Khare (2009) defines Hadoop as a framework which is based on Java and is open source. Hadoop is used in running parallel applications of variable size clusters. It was generated by “Doug Cutting”, who is the inventor of Lucence, a searching tool and Nutch, which is believed as web crawler. It is believed that cutting was highly influenced by GFS which is Google File. Hadoop was the project which was used by Yahoo, which was similar to MapReduce, a distributed processing system used by google. However, MapReduce is now the platform which is used by Hadoop outside Google.
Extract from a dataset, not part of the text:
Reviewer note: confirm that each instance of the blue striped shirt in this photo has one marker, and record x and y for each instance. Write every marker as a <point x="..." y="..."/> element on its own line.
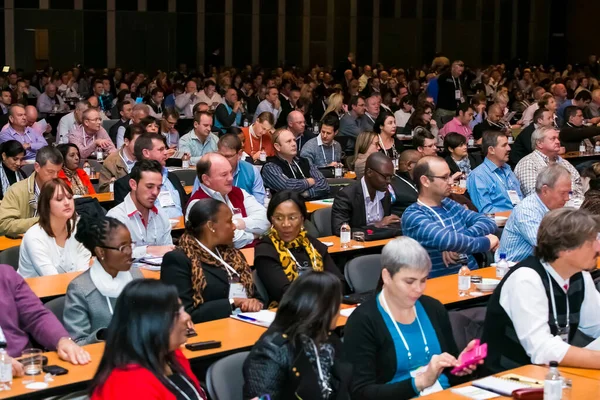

Currently, Hadoop is an open source software program which is managed by Apache (White, 2012). There are several other projects which are run by Apache which are open sourced. These projects include Pig, Hive, Cassandra, Avro, HBase, Chukwa, Mahout and Zookeeper. HBase and Cassandra are NOSQL based project. Hadoop is made from two main elements: Hadoop Distributed File System (HDFS), MapReduce (Shafer, 2011). This file system is written in java language and is distributed, scalable and portable.
Hadoop cluster as shown in above figure, is made up of Master node, slave node and a secondary Name node.
Each master node have a single Name node however, there are multiple slave nodes which works as the data nodes. The name node and data node is used as a storage node. Master node have a job tracker and slave node have task tracker which are used as compute node. Name node stores the metadata and keeps the track of files and information where the file is stored.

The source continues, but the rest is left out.